放射能におかされた福島

さとうまき

イラクのイブラヒムから、貸していたガイガーカウンターをかえしてもらった。DHLで送ってくれといったのに、イブラヒムが怖がって送ってくれない。それで、僕がイラクまでとりに行くことになったのだ。

日本に帰国し、これをもって、僕は、福島に向かうことにした。あてがあるわけでもなく、ともかく行ってみようというわけ。今回から宮崎から車を飛ばし小玉君が手伝いに来てくれた。うちの事務所の女子にも気にいられ、「動物」と呼ばれる間柄に。本当に人懐っこい。誰にでも話しかけるのだ。しかも、英語とか中国語とか、アラビア語とかで話しかけるから怪しくてしょうがない。東京にいるときは、我が家に泊まっている。隣の家の子どもに、あの調子で朝から話しかけている。向いのおっさんにもなにやら話しかけている。普段余り近所づきあいもないのだが、彼のおかげで和やかな感じはある。しかし、変な言葉で話しかけるのは止めて欲しい。多分、外国人がすんでいるよと近所中に噂になっているに違いない。

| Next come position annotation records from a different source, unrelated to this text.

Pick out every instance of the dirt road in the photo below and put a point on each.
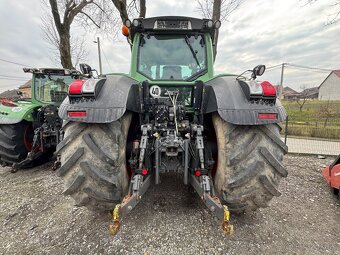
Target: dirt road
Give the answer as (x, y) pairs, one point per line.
(35, 218)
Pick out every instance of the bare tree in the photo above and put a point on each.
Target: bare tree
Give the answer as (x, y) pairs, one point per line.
(78, 49)
(326, 111)
(130, 9)
(100, 15)
(334, 17)
(217, 10)
(301, 99)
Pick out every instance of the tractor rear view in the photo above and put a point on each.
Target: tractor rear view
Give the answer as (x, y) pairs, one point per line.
(171, 114)
(30, 128)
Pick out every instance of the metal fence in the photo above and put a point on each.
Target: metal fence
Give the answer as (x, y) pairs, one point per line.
(319, 136)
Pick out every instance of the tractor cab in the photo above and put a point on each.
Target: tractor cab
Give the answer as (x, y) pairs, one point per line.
(50, 85)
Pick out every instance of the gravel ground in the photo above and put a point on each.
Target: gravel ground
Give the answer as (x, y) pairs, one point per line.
(35, 218)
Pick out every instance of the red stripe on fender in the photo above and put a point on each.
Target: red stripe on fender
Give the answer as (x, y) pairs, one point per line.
(267, 116)
(75, 87)
(76, 114)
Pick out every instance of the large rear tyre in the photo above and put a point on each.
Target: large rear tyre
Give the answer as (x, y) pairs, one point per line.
(93, 163)
(15, 142)
(249, 165)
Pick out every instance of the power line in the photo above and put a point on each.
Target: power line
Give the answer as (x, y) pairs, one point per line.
(310, 68)
(107, 60)
(276, 66)
(13, 79)
(11, 62)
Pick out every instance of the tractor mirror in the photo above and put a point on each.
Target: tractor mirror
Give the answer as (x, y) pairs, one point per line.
(259, 70)
(85, 68)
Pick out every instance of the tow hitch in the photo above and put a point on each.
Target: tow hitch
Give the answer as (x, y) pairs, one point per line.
(199, 179)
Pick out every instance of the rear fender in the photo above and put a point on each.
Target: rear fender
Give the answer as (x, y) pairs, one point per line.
(224, 95)
(118, 94)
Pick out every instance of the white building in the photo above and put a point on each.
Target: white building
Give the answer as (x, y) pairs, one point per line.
(330, 87)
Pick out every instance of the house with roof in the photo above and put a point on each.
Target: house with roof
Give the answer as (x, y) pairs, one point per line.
(290, 94)
(26, 89)
(329, 89)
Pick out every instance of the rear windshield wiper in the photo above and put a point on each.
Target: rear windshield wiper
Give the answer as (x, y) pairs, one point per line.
(192, 50)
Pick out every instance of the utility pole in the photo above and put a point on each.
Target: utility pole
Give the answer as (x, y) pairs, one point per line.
(99, 56)
(281, 82)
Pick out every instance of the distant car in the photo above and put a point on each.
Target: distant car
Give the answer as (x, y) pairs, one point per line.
(332, 175)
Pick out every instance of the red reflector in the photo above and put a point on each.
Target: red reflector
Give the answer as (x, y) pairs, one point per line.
(268, 89)
(267, 116)
(75, 87)
(9, 104)
(76, 114)
(144, 171)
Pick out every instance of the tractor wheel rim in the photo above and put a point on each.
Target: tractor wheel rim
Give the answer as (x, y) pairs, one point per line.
(27, 140)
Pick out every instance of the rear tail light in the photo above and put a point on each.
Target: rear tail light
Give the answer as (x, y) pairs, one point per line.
(89, 86)
(76, 87)
(268, 89)
(77, 114)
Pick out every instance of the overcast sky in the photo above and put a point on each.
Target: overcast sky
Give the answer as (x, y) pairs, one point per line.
(260, 32)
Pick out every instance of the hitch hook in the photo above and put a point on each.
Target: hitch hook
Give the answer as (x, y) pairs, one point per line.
(114, 228)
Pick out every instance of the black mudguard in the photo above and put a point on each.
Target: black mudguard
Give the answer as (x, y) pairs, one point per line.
(118, 94)
(224, 95)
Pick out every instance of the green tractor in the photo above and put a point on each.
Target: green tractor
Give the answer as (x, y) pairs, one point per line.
(171, 114)
(30, 128)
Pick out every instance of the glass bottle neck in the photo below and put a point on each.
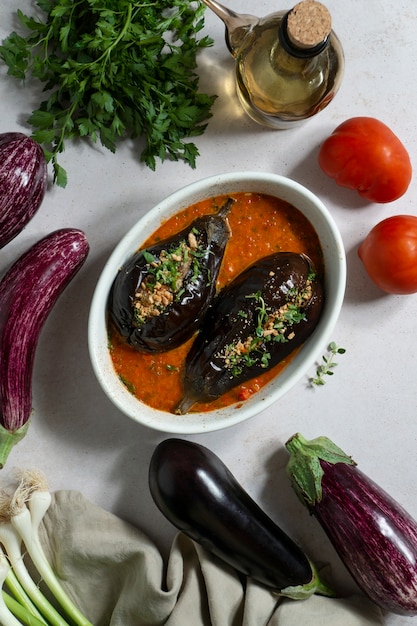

高速道路を走ると、郡山、二本松あたりでガイガーカウンターの値が上昇する。東京だと、15CPMが、一気に60まで上がるのでびびってしまう。さらに、南相馬に向かう途中の飯館村では、300をこえてしまった。で、二人ともあわてふためき、車を降りて、地面にガイガーカウンターを置いてみるとなんと、600を越えてしまった。シーベルとに換算すると6μシーベルト! なんかとんでもない世界に飛び込んでしまったという感じだ。

イラクとかクウェートで放射能を測ったりすると、必ずといっていいほど、警察がやってきて連れて行かれるだろう。数字が上がるたびに何か悪いことをしているような気がしてきた。なんだろう。この罪悪感は! ガイガーカウンターはまるで我々の罪の重さを数字としてはじき出しているかのようだ。

その後、南相馬に入ると、今度は数字がどんどん下がってくる。40CPM(4μシーベルト)ほどになるとようやく僕らも安心してきた。するとその時、後ろからパトカーがやってきて停まるようにといっている。
「なんなんですか? 僕たちは怪しいもんじゃないですよ」と小玉君が噛み付く。
「いや、おまわりさん、確かに怪しいという風に考えたくなる気持ちはわかります。こいつ怪しいですよね。こんなに車に、着替えやら、布団やら詰め込んで。でも、実は、僕たちは、何も悪いことしてないんですよ」と僕が説明する。
「免許証を見せてください」
「確かに、放射能を測りましたが、やっぱり、自分達のこと考えたら放射能は、測って安全かどうか確かめないと。何も悪いことしてないですよね?」
「宮崎ナンバーですよね」
「僕は東京ですが、確かに、こいつは、宮崎からきた変なやつですけど、いいやつなんですよ。ボランティアやってきたんで、こんなに荷物積んでいるんです」
「最近、多いんですよ、他県から入ってくる泥棒が」とおまわりさんが説明してくれた。
「だから、僕らは泥棒じゃないですよ。怪しいかも知れませんが」
おまわりさんは、一通り調べ終わると、
「ご協力ありがとうございました」といって免許証をかえしてくれた。

その後、僕は、週刊誌に、最近窃盗団が被災地に入り込み、「動物愛護団体を騙って警戒地域をうろうろしている外国人がいる」との記事を見た。